I felt a tinge of sadness. I used to believe that we needed to get together and help each other but I never imagined that his would be done akin to slavery, where the worker paid his wages for a space on the floor and he or she was trapped but certainly equal on this level to all the other people. But you could tell, someone owned the suite and someone was organizing us, or at least garnering the benefit of our desperation and loneliness.

“This is the end we should expect,” Tom was somehow making sense. He kept going. “If it is every man-for-himself, then the families have no chance. If it is that the strange shall survive and the weak perish, then that’s all that’s left.”
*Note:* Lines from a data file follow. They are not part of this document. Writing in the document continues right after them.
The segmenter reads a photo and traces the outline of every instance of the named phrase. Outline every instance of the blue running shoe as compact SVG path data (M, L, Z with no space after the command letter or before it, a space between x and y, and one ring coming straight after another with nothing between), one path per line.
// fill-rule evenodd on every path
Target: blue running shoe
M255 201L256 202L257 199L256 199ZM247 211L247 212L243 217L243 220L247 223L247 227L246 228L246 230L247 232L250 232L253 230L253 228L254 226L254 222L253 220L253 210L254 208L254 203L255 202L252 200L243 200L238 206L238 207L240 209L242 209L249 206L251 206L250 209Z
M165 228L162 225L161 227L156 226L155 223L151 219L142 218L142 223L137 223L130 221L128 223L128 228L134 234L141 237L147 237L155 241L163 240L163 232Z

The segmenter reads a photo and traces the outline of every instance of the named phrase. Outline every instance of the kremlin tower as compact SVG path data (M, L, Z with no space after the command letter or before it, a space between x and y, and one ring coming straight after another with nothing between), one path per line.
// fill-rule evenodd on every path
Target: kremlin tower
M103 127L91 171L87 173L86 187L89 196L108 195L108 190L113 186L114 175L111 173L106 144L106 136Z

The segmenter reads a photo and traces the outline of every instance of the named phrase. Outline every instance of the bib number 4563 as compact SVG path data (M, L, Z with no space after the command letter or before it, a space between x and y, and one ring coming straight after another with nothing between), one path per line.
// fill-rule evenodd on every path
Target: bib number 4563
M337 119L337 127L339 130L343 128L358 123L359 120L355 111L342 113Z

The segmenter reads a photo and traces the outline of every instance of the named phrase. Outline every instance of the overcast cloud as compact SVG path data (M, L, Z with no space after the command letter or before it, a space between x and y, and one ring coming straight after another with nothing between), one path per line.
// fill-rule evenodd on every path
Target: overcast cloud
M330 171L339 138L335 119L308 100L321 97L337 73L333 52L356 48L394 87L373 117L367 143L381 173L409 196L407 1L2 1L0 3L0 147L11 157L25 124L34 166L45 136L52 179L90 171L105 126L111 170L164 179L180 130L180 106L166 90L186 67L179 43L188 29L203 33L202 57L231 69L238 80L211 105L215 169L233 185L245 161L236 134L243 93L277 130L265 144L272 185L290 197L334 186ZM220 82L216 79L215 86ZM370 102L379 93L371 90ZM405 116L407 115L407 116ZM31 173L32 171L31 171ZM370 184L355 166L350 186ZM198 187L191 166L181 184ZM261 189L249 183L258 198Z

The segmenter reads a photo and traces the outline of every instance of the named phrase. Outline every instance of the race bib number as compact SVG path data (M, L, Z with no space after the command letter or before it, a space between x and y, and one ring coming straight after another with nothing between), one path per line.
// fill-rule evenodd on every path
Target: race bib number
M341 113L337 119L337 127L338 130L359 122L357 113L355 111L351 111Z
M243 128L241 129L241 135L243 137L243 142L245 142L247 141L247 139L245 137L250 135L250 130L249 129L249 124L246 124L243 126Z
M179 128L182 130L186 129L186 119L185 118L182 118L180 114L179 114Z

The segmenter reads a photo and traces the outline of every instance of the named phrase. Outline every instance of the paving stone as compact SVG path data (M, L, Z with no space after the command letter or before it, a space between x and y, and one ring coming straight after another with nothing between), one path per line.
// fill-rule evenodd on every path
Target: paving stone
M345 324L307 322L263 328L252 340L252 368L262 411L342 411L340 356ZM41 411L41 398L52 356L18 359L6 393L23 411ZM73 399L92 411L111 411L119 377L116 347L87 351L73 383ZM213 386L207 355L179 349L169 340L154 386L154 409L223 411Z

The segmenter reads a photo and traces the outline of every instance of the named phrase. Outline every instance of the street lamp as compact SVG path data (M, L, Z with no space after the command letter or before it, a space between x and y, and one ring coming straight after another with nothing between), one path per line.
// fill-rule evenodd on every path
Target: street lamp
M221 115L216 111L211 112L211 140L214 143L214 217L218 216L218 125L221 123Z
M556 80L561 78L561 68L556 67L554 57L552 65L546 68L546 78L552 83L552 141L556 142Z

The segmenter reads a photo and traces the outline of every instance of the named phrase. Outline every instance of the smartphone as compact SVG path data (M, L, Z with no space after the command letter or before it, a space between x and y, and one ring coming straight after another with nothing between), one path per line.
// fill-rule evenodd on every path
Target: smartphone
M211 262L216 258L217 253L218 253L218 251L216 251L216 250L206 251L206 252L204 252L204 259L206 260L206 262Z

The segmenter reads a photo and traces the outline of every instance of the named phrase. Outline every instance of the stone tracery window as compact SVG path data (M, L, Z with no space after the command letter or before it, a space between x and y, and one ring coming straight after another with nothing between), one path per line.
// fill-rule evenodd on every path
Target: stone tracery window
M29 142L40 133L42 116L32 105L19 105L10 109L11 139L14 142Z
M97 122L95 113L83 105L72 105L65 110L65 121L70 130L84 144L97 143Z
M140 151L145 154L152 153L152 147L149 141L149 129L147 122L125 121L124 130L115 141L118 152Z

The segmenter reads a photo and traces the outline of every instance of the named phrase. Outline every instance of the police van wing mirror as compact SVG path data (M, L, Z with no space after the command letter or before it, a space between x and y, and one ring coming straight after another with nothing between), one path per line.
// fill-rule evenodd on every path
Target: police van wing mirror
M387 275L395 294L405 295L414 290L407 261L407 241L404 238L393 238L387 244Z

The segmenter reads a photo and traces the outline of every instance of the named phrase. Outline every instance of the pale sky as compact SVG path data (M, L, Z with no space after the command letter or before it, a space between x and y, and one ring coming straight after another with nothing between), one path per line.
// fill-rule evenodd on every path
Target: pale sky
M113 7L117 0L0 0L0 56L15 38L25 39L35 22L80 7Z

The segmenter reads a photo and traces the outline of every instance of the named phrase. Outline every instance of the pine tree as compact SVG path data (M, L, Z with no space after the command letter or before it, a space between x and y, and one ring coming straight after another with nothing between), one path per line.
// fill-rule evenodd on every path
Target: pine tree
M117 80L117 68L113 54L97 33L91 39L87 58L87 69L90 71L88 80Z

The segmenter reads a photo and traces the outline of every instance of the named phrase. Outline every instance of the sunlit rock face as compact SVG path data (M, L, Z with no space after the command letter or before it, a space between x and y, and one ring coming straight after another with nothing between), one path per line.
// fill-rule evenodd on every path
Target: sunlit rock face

The crows outside reminded me of the precarious state we were in, where the whole country seemed to be looking over a cliff. Organization as we know it will be fundamentally broken. Kaypacha, an Internet-based astrologer, said in 2013, “Why doesn’t everyone just go bankrupt?” Apparently they had. What’s left when you still have to eat and sleep? I remembered the idea that our savings is our freedom, which is what Bejan would say when I was waiting tables before the 4-plex and the earthquake.

Tom said, “I don’t see a happy ending, where in the back of all the action is the inevitable personality of our nation, of people in general, a kind of Lord-of-the-Flies system of doing things.

“Just look at ourselves, what makes up our day? What are we constantly thinking? It is intimacy and the desire to be close to someone to share our fears, and to the efforts we must instill, just to deceive ourselves into making it? We are exhausted, focused, with blinders on, but there’s no other way but controlled acquisition and mergers with the intent of a deluded status of self-sufficiency and general independence? Are our hearts no longer the organ making the world sunny, or is it for men only the desire to penetrate and for women to receive and then manipulate by guilt the sacrifice of another person for their self-preservation? And yet love makes us give everything, we think, for a greater good, but that good is only slavery? After all, we’ve been trained so well that if we don’t do what they say, we are terrorists and they’ll lock us?” Tom questioned.

“We are reacting to the inevitable pressures that are upon us as ‘desiring machines’ in the middle of a life cycle. Let us now go into the other room and make babies, and let the next generation do what we did, as a second of pleasure.

“Even the criminal knows this pattern, and I believe they call this life.” Tom concluded.